The Fraternité des travailleurs et travailleuses du préhospitalier du Québec, CUPE 7300 (FTPQ), representing paramedics in Saint-Jean-Port-Joli denounces the 8-hour service interruption during the night of May 19-20, involving the lone ambulance serving the region.
Saint-Jean-Port-Joli paramedics still work on stand-by, which requires them to provide service 24 hours a day for 7 consecutive days. CNESST rules require that paramedics be taken off the road for 8 hours so that they can recover during periods of heavy demand. These schedules are far less attractive and this combined with the labour shortage means that Paraxion, the private service provider, cannot find a replacement for paramedics when they are forced to rest up.

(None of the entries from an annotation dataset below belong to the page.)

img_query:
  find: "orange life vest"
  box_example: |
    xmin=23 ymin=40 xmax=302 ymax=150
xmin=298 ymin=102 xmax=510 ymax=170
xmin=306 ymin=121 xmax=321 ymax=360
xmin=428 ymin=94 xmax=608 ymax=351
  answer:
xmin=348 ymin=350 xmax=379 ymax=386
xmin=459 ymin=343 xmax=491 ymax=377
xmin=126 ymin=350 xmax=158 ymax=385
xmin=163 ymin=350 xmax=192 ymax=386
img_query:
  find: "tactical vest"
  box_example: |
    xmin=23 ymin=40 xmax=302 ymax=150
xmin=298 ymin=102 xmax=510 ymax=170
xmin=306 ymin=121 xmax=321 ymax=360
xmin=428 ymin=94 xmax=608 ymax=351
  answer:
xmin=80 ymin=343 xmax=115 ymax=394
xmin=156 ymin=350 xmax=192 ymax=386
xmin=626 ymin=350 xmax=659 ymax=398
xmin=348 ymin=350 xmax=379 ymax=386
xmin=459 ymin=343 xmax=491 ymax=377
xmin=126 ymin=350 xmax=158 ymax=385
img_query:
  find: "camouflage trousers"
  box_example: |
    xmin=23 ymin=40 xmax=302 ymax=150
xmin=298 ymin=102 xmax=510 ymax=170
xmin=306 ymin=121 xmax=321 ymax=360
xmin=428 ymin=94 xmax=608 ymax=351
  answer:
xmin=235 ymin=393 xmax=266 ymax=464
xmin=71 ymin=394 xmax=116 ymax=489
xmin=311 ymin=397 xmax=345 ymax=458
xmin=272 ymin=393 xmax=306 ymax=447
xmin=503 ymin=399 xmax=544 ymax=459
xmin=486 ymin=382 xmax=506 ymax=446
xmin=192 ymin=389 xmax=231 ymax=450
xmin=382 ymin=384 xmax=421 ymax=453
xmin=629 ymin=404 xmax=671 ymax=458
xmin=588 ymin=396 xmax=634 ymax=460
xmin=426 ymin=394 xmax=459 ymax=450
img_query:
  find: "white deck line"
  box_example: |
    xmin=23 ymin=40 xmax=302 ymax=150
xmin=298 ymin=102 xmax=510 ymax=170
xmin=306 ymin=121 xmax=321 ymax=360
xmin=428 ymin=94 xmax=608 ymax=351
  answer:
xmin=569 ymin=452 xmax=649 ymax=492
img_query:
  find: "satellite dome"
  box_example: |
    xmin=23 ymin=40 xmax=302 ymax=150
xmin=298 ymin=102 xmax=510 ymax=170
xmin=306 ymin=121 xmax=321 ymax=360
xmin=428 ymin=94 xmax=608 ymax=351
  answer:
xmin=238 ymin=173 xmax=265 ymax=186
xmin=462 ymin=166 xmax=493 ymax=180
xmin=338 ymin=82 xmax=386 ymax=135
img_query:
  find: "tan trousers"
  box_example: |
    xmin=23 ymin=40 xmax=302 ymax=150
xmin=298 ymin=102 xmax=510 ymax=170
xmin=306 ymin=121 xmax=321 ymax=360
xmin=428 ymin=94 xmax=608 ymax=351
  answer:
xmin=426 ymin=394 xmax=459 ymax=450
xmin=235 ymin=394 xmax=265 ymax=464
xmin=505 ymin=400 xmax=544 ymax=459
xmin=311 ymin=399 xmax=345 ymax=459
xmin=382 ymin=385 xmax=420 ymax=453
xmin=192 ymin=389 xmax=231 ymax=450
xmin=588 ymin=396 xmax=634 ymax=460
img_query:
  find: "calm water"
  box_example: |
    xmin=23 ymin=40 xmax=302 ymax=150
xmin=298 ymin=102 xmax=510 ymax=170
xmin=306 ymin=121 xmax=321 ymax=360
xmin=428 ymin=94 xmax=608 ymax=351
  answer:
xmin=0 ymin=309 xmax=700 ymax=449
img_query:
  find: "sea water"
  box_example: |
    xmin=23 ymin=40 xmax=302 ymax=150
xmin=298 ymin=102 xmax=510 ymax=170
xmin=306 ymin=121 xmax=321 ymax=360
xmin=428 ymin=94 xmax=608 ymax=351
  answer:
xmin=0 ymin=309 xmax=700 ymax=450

Had it not been for the stubbornness of the Quebec Government, this schedule and the times during which no ambulances are available to serve the public in the Islet Nord RCM would have been a thing of the past. The FTPQ is demanding a schedule conversion, which has received support from all of the municipalities of the Islet RCM through resolution in recent years.
“At a time when Premier Legault is telling us that the decision to give pay hikes totalling $3.75 million a year to MNAs is a tough one, I’d like to make him a proposal that is much easier. How about converting the stand-by schedules of the paramedics in our region for $800,000 a year!” said Stéphane Lévesque, provincial Vice-President of the FTPQ and a paramedic in Saint-Jean-Port-Joli.
The FTPQ is a major union in the prehospital field. We are the loan exclusively independent union of paramedics in Quebec. The FTPQ is affiliated with the Canadian Union of Public Employees (CUPE), representing more than 17,000 paramedics in Canada and with the FTQ, the largest labour federation in Quebec.